Conspiratorial theories about Supreme Court justices are easy to advance, but far more difficult to refute. This lamentable tendency is evident in a front-page story by the New York Times’s Adam Liptak, which carries the seductive title, "Justices Offer Receptive Ear to Business Interests."
Liptak ominously reports that the Supreme Court has agreed to hear an appeal from Wal-Mart, which is resisting a huge class action in an employment discrimination suit, and a second appeal that deals with carbon dioxide emissions from power plants, both of which are matters of great importance. He also mentions the recent Supreme Court decision that is everyone’s favorite whipping boy, Citizens United v Federal Election Commission, which struck down some limitations on campaign expenditures.

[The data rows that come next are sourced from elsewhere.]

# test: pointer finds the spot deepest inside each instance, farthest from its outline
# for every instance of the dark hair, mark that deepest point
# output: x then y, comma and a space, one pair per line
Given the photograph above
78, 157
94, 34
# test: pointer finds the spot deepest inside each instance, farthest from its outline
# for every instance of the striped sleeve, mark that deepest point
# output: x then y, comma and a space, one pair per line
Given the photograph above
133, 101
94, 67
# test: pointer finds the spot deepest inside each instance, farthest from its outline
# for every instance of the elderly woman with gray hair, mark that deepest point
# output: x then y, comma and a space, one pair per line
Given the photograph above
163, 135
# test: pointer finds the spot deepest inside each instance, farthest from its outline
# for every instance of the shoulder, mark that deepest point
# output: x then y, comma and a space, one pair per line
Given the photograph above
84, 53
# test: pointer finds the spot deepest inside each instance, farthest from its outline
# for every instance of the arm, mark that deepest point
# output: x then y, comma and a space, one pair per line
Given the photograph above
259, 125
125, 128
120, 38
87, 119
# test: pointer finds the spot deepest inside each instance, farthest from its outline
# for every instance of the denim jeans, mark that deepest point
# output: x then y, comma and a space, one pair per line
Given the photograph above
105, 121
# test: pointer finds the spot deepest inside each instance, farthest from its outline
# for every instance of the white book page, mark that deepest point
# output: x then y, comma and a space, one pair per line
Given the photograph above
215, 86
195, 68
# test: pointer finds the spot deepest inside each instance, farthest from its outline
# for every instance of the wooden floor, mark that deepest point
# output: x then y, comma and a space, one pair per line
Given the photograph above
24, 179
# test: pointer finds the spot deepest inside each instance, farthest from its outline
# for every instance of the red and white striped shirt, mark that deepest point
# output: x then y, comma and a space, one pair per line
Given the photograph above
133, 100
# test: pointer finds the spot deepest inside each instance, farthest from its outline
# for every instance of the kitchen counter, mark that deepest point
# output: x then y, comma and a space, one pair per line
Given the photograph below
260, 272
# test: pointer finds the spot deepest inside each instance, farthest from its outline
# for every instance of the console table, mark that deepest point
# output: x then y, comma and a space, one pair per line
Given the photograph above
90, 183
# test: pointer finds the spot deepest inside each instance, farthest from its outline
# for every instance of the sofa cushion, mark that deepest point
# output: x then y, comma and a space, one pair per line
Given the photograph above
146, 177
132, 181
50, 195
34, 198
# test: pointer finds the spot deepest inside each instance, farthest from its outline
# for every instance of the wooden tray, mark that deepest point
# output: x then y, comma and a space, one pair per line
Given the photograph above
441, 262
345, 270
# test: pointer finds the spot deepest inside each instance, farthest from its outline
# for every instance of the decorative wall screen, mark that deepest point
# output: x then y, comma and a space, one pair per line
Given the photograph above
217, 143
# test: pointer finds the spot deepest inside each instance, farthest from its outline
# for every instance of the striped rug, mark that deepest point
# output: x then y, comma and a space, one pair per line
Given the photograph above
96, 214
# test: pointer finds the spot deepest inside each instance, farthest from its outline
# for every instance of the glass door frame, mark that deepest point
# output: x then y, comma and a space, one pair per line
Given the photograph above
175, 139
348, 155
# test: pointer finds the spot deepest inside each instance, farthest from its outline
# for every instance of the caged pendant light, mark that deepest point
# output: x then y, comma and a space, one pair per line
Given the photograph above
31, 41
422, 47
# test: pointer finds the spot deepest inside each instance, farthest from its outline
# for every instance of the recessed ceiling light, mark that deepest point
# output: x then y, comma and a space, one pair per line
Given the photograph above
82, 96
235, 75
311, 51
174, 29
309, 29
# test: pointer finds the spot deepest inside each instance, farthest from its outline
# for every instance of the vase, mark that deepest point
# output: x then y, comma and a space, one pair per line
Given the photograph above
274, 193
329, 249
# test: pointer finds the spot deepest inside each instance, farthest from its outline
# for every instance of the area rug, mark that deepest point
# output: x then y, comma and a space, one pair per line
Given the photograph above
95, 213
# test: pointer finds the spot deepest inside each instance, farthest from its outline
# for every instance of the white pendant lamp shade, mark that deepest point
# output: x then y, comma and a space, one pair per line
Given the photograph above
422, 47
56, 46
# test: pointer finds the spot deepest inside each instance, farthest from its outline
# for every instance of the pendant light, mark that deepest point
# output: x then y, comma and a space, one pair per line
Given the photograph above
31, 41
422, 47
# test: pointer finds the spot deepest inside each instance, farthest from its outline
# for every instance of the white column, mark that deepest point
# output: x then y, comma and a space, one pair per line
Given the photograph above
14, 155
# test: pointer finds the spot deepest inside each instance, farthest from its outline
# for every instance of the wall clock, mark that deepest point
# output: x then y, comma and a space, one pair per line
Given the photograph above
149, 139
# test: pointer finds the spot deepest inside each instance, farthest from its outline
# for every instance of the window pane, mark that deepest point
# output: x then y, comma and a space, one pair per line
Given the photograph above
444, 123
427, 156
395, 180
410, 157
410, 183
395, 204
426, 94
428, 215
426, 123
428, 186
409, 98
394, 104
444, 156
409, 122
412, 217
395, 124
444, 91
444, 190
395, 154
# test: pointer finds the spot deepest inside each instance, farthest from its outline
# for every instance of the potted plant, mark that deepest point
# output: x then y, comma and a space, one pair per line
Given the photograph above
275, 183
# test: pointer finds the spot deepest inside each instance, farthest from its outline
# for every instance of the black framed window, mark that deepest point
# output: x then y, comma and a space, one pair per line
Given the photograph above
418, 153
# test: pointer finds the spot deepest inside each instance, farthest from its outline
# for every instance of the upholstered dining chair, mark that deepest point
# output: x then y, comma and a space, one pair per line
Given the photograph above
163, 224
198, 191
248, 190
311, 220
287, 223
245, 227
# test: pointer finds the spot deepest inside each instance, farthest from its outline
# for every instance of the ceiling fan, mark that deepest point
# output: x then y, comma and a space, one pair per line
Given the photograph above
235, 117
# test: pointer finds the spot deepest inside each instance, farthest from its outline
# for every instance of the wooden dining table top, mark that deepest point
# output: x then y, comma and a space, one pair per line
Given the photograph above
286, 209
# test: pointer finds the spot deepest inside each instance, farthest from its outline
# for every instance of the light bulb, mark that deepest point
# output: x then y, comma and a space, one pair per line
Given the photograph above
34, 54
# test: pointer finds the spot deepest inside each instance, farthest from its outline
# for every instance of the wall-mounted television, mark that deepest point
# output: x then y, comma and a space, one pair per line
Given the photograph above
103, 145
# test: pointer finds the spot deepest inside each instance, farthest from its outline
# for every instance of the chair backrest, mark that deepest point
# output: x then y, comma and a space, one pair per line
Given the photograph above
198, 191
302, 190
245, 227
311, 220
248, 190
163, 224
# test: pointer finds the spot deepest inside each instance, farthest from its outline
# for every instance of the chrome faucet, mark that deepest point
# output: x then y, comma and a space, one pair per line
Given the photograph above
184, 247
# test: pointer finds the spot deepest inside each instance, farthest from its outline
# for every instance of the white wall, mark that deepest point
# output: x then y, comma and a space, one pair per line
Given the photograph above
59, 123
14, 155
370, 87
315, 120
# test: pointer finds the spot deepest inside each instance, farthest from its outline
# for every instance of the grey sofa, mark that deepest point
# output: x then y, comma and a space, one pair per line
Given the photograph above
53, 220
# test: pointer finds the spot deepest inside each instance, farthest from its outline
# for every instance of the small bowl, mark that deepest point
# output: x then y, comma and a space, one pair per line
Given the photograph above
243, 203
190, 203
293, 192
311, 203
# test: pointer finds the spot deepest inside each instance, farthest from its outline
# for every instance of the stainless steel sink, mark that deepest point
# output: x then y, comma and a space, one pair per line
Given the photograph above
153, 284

Reading Liptak’s article, it is not hard to infer that the Supreme Court has tilted in a lamentably partisan way.
The spark for Liptak’s column is an impressive and dispassionate piece of empirical scholarship by legal scholars Lee Epstein, William Landes, and Richard A. Posner entitled, "Is the Roberts Court Pro-Business?" The study reports two key conclusions: first, that since 1953, business decisions have come to represent an ever-increasing fraction of the cases coming before the Supreme Court and, second, that under the Roberts Court, more of these cases have been decided in a pro-business direction than in previous years, including the last five years of Chief Justice William Rehnquist’s Supreme Court.